In three years of Seminary coursework, I never did find myself tasked with the Old Testament book of Judges much. Helping edit a friend’s chapter-a-day devotional emails, I recently have been prompted to read it. And I’ve not been disappointed. It’s like Braveheart, Gladiator, and 300 all rolled into one.
This post is my volley into the C-O-V-I-D-1-9 written commentary foray. Setting the scene a bit, I’d say it’s probably best to picture a large post-NFL game parking lot brawl (or better yet maybe COSTCO at the toilet paper aisle) and some mesomorph man annoyingly jumping in only for cheap shots and then hopping right back out again before some seasoned ignoramus can counter-attack.
Early in the book of Judges, an account begins which involves the rare-to-scripture female protagonist. This Deborah is a prophetess who encourages the military leader, Barak, to fight a war. She then warns him, or advises him, however, that the honor (consequent to winning) will be given to a woman. Skipping ahead in the story, we learn that the defeated, fleeing king, Sisera, thinks he has found safe keeping in the house of a friend–having accepted the invitation of the friend’s wife. Picking up the story there, the Bible records, “But Jael, Heber’s wife, took a tent peg and seized a hammer in her hand, and went secretly to him and drove the peg into his temple, and it went through into the ground; for he was sound asleep and exhausted. So he died. And behold, as Barak pursued Sisera, Jael came out to meet him and said to him, ‘Come, and I will show you the man whom you are seeking.’ And he entered with her, and behold Sisera was lying dead with the tent peg in his temple.”
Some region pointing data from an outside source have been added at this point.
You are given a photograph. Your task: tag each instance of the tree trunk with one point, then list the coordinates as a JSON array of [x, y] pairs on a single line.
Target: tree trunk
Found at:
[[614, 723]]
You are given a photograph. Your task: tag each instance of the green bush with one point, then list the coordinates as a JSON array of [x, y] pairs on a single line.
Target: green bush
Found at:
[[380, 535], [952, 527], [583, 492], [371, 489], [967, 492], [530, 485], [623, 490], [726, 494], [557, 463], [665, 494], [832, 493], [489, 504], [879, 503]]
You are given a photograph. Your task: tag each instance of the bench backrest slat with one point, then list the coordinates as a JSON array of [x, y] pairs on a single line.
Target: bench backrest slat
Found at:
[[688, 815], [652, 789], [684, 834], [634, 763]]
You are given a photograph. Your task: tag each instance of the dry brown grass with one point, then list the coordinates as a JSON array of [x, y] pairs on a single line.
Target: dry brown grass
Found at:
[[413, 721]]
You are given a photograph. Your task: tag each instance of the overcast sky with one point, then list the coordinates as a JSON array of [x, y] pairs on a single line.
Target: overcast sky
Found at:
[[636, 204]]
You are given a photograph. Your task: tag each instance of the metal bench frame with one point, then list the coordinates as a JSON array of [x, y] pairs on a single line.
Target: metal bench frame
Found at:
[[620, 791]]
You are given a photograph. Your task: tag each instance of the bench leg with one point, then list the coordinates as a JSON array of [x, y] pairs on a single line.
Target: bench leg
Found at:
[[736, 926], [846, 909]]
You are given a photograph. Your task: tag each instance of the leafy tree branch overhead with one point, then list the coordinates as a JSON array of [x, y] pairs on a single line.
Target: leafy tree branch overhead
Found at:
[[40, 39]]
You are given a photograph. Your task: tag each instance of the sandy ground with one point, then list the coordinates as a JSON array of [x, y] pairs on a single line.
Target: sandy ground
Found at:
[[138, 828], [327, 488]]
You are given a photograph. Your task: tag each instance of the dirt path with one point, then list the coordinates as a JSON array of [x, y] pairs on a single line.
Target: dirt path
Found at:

That’s all interesting, fine, and dandy (reminded me of the antler-to-the-neck in Braveheart). But it’s just the setup. What I want us to focus on is Deborah’s (and Barak’s) celebratory song–or the last part at least. It goes:
Out of the window she looked and lamented,
The mother of Sisera through the lattice,
‘Why does his chariot delay in coming?
Why do the hoofbeats of his chariots tarry?’
Her wise princesses would answer her,
Indeed she repeats her words to herself,
‘Are they not finding, are they not dividing the spoil?
A maiden, two maidens for every warrior;
To Sisera a spoil of dyed work,
A spoil of dyed work embroidered,
Dyed work of double embroidery on the neck of the spoiler?’
Mockery. Blatant, pure, and chilling mockery. Deborah goes two levels deep in her scoff. She doesn’t just mock the dead Sisera’s mother, but adds the consolation that she can imagine the “wise princesses” offering. Cold-blooded stuff.
Which brings us full-circle to the hysteria. Here’s our victory song:
You thought government was god of the universe–God in the flesh.
You thought the government could solve all problems.
You bet hearth and home on the government.
And now you’re buying *extra* toilet paper.
You don’t even know why!
And you have to explain it to your kids.
The look on your kids’ faces is judgement from your maker. They know you’re unhinged. They can’t do math. They can’t read. They wouldn’t know what critical thinking was if it hit them square in the jaw. But they know what too much toilet paper looks like.
H- said, wide-eyed and earnest, “I hope they buy some plungers too–if they’re going to be flushing all that down the pipes.”